Currently, incoming messages are not filtered by group.  This can become a problem if a user is running two instances of the Chat entity, each in a different group.  In V1.0 this is not really a problem because it requires the GCP to serve a particular port, which precludes two chat entities running on the same machine, but it could become an issue with a more flexible implementation.

It is usually desireable that a GCP who is forced out of a chat group should not be able to rejoin the group, either until its dissolution or for a certain amount of time ("go sit in the 'timeout' corner").  The current implementation has no provisions for keeping track of IP addresses that were recently expelled from the group.  This means a user can just quickly rejoin the group and start bad-mouthing Linux again, for example.  It would not be difficult for the GM to maintain a list of "barred" users, and only slightly more complicated to keep track of the approximate time they were forced out.

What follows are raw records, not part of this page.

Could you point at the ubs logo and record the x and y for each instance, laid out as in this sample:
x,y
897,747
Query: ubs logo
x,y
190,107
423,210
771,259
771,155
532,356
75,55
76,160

V0.1 uses TCP sockets so guaranteed delivery is assured.  In the case where TCP sockets are not used it is possible for a GCP to miss Key Revision Update and Key Version Update messages from the GM.  To solve this problem, the software should check the revision and version fields of the key identifier (this information is part of every chat message) and take action if it is discovered the key being used to encrypt the message is of a higer version or revision than the GCP is using.  In the case of key revision, the GCP simply hashes its keys the necessary number of times to bring it up to date.  The case of a missed key version update is more involved because the GCP must contact the GM directly, encrypting the resend request with his secret user (leaf) key to prove his identity, and have the GM resend the new keys.  A malicious group insider can make you hash your keys to a higher version than the group is using by sending a message with incorrect information in the key identifier fields but once this is discovered by the other member of the multicast group the malicious user can be expelled.

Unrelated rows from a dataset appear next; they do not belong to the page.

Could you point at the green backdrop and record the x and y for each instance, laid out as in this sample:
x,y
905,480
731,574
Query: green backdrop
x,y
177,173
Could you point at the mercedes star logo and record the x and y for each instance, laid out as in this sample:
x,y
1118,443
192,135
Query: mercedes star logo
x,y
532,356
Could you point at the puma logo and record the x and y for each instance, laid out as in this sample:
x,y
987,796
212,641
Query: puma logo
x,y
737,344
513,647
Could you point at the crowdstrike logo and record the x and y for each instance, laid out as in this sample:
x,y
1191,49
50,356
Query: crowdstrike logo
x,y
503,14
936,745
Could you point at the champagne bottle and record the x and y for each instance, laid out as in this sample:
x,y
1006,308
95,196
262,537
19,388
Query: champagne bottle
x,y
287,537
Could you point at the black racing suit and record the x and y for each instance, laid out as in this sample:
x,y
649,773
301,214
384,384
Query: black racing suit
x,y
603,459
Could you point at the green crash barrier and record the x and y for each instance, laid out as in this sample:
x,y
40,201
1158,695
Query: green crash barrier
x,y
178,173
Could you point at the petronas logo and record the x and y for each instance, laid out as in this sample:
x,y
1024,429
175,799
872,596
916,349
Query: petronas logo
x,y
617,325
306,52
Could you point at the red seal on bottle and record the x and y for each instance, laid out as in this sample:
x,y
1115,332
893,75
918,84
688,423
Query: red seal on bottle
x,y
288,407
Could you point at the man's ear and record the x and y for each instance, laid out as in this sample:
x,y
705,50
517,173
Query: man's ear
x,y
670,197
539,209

Finally, the maximum group size allowed in this code version is 128.  While this should be sufficient for most chat groups, it is possible to allow for larger groups by merging existing groups under a new GM.  Actually, the GM need not actually be a different IP address.  What needs to change is the  key tree.  One additional level will be added (a new root node) and the previous roots will become the two children of this new root.  The existing GCPs of each group only need to be informed of the (possibly new) IP address of the GM and the new root node key (TEK).  In this case backward secrecy is still maintained (the merged groups cannot read each other's traffic from before the merge) because the KEKs and previous TEKs are still distinct.